The transfer of the project to a new public agency would be the most significant reclamation project transfer in California history, officials announced.
U.S. Rep. John Garamendi, who represents District 3 in Congress, introduced the “Orland Project Transfer Act” on April 13, at the request of the Orland Water Users’ Association. Rep. Doug LaMalfa is an original cosponsor of the legislation.
In order to assume full legal ownership of the Orland Project, the Orland Water Users’ Association would be required to first re-incorporate as a local public agency, such as a water or irrigation district.
If the bill is passed, it would transfer legal ownership of the Orland Project from the Bureau of Reclamation to the new agency, at no expense to taxpayers.
The water storage and irrigation system were built by the federal government in 1989, and the Water Users Association, which has managed it since 1958, has repaid its share of the construction costs.
The Orland Project encompasses East Park Reservoir, a 50,900 acre-feet water capacity reservoir, located in Colusa County, the Stony Gorge Reservoir (50,380 acre-feet), located in Glenn County, and approximately 17 miles of irrigation canal.
“The Orland Water Users’ Association believes it is now ready to assume legal ownership of the Orland Project, and I am thrilled to work to transfer the project to full local control,” Garamendi said, in a statement. “This bipartisan bill would also provide new investment to bring the Stony Gorge and East Park dams up to California’s stringent safety standards and make other improvements at the Orland Project, at no cost to taxpayers.”

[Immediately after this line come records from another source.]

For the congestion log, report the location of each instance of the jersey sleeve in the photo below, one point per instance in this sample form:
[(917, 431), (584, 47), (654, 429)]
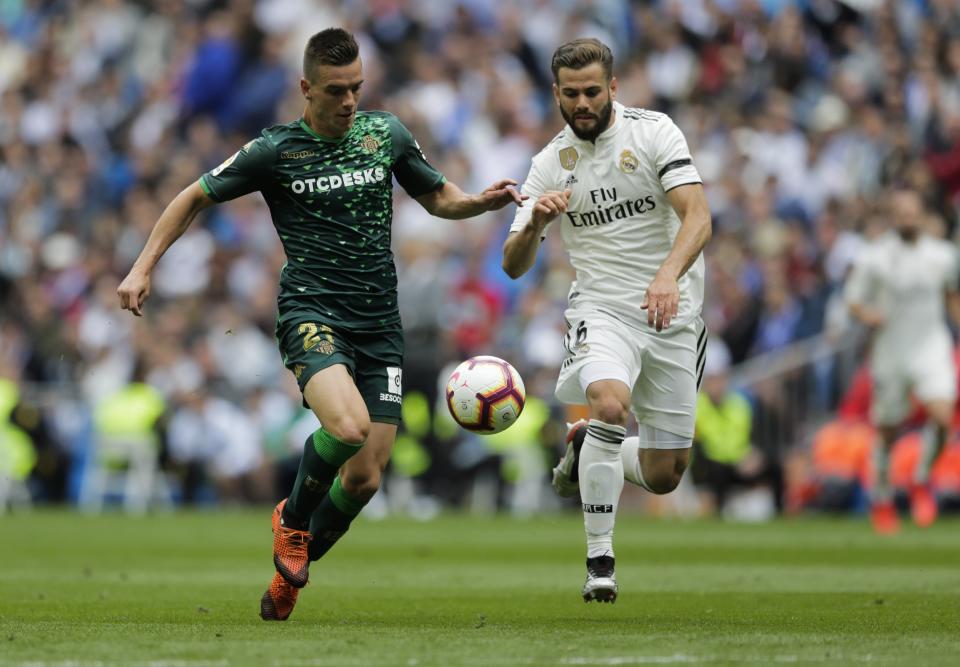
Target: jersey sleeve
[(248, 170), (536, 183), (414, 174), (859, 287), (952, 281), (672, 156)]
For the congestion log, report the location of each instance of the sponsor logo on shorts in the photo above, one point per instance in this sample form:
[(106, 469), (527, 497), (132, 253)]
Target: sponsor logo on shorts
[(395, 380)]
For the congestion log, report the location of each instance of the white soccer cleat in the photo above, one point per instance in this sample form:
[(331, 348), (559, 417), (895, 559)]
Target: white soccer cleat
[(601, 584), (566, 478)]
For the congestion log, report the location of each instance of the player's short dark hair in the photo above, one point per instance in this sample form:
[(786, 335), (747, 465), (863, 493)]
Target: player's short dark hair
[(333, 46), (582, 52)]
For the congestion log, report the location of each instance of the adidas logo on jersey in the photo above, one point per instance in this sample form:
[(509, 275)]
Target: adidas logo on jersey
[(337, 181)]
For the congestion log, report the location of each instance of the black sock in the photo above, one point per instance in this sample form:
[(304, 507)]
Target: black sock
[(332, 519)]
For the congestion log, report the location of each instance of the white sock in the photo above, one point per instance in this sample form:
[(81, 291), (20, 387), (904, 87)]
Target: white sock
[(601, 481), (881, 481), (931, 439)]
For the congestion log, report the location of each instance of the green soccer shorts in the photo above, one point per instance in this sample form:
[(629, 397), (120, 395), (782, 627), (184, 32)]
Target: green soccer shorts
[(374, 359)]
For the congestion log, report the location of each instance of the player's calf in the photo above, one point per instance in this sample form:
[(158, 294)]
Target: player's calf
[(566, 474)]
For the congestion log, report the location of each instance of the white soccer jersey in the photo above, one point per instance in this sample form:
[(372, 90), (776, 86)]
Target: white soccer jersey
[(619, 226), (907, 283)]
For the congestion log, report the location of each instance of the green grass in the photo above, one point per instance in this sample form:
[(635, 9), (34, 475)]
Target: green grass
[(183, 590)]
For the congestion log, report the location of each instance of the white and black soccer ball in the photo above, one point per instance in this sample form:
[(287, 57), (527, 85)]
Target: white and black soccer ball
[(485, 394)]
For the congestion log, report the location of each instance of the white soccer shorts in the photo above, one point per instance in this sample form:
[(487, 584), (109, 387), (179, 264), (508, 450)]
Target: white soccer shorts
[(663, 369), (926, 369)]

The “Orland Project Transfer Act” would provide new dedicated funding to make capital improvements at the Orland Project by allowing the successor agency to keep proceeds from the sale of excess water. The bill would also provide a newly available funding source to address public safety concerns presented by uncovered irrigation canals in the City of Orland.

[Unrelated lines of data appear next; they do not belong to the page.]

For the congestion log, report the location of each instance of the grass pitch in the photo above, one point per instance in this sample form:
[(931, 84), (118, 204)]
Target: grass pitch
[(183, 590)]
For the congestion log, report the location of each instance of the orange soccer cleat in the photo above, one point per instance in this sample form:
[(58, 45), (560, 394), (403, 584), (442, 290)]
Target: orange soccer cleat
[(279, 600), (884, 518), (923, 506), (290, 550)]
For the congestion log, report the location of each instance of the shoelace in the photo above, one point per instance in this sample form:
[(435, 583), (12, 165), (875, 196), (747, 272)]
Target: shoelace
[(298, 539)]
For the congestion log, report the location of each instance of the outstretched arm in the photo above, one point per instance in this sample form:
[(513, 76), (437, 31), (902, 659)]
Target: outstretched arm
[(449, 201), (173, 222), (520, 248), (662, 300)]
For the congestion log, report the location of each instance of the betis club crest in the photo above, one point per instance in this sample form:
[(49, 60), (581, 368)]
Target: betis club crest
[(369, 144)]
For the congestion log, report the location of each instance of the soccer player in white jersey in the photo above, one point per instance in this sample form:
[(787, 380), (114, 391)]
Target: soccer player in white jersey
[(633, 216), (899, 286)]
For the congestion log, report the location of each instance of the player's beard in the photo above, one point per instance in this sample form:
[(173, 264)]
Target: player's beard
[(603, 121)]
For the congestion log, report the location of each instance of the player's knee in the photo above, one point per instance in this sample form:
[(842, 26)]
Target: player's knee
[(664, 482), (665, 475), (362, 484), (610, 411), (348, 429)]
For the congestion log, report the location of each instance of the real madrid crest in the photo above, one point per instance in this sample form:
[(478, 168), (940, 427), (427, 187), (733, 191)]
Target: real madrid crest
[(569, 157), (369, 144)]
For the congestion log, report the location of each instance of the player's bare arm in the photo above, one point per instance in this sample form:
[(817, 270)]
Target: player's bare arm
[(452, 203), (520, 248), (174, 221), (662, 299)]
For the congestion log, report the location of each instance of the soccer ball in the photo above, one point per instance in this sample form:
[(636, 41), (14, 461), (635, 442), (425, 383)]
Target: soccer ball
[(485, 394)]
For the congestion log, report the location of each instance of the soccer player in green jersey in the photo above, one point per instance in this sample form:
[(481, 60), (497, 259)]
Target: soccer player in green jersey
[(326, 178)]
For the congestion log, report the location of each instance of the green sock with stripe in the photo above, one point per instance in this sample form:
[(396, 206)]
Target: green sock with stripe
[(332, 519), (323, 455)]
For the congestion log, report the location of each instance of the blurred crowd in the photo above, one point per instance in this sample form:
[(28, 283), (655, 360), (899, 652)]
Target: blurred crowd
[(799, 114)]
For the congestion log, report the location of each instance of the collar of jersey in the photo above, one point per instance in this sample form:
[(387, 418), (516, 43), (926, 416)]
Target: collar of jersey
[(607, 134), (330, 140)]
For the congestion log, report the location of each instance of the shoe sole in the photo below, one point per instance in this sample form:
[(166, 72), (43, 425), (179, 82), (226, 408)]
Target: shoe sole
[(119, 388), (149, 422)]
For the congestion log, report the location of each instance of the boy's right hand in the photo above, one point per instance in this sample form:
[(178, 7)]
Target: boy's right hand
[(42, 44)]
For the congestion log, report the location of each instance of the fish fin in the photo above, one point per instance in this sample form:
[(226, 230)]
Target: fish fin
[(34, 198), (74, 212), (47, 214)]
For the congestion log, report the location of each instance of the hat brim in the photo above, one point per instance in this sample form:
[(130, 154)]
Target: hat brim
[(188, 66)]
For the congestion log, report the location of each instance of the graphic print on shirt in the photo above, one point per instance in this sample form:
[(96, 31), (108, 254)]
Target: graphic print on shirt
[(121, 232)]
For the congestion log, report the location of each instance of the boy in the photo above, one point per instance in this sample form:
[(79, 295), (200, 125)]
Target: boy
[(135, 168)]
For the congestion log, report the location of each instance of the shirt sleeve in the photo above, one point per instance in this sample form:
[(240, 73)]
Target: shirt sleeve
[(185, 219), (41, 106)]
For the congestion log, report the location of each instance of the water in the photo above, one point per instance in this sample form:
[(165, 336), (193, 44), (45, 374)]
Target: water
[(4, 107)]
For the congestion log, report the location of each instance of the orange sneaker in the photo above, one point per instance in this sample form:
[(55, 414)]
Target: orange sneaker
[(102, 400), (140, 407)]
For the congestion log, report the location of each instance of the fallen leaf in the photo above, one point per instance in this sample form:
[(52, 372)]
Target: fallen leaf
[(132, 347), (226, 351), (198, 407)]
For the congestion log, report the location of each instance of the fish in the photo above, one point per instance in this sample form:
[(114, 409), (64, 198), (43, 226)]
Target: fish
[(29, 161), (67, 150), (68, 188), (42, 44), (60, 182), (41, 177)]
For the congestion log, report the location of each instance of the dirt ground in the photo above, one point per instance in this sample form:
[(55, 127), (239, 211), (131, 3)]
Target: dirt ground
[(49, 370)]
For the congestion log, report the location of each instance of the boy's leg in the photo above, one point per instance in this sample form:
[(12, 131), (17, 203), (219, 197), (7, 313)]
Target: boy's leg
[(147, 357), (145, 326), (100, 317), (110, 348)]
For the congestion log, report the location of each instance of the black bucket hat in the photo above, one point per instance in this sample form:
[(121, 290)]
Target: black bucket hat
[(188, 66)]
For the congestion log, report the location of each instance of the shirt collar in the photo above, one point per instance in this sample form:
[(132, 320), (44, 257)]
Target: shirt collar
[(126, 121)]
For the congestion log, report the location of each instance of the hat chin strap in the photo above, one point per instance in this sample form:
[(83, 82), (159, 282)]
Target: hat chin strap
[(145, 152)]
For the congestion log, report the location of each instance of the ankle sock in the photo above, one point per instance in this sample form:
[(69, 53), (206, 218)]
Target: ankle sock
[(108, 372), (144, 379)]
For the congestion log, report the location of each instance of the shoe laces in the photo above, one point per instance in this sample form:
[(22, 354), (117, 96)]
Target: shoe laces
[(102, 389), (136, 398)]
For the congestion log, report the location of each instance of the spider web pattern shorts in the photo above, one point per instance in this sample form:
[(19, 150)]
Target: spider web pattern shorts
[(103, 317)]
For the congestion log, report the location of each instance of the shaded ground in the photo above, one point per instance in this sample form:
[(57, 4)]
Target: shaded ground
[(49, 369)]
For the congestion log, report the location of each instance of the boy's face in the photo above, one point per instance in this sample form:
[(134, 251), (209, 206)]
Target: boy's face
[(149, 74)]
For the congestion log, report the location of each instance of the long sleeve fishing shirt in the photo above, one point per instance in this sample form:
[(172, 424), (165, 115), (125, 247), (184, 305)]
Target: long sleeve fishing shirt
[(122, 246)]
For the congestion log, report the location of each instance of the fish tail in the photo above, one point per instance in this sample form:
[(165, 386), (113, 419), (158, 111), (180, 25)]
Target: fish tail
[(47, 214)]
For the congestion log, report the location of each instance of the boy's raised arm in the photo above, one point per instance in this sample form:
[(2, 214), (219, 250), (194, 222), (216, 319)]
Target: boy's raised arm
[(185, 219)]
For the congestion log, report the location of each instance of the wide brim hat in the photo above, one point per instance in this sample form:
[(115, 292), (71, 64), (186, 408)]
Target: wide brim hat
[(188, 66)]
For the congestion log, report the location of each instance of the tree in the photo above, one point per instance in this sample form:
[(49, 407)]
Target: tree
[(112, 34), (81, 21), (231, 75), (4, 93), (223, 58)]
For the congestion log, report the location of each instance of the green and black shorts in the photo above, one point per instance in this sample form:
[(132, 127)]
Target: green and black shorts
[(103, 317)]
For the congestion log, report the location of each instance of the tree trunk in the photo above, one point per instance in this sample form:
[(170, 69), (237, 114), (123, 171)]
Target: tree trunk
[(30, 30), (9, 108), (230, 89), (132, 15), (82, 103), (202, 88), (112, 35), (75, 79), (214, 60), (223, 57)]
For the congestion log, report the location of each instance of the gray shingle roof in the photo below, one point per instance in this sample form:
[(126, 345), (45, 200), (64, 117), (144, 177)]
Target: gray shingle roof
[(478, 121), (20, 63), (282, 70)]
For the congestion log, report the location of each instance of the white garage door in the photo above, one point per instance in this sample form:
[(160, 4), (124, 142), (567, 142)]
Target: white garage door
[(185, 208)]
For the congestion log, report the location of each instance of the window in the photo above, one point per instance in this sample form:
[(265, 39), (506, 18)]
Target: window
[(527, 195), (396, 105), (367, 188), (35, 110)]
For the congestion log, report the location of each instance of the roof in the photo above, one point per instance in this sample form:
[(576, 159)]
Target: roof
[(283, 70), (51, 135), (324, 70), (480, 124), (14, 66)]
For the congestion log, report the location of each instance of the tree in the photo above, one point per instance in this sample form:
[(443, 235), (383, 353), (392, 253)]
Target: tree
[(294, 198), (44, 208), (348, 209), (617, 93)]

In 2017, a 20-month-old toddler drowned in the Orland Project’s uncovered irrigation canals near residential development.
Numerous agencies support the transfer, including the Colusa County Board of Supervisors.
Colusa County, since 2013, has worked closely with Reclamation and the Orland Water Users Association by managing the recreational aspect of East Park Reservoir, which has provided aesthetic and economic benefits to the region, officials said.
In a letter to Garamendi in January, Chairman Gary Evans, of Stonyford, said that the county looked forward to working with the new local entity in the years to come, rather than having to go through Reclamation as a third and controlling party.
“We support Orland’s effort in assuming the title of the Orland Project as it will provide the Association with the ability to determine its own destiny and to make independent decisions, locally, in operating and maintaining its facilities to better serve its landowners, as well as provide additional benefits to the area,” Evans stated, in the letter.
Northern California Water Association, Tehama-Colusa Canal Authority, the City of Orland, Glenn County Board of Supervisors, Rural County Representatives of California and the Glenn-Colusa Irrigation District also support the transfer of ownership to the new public agency.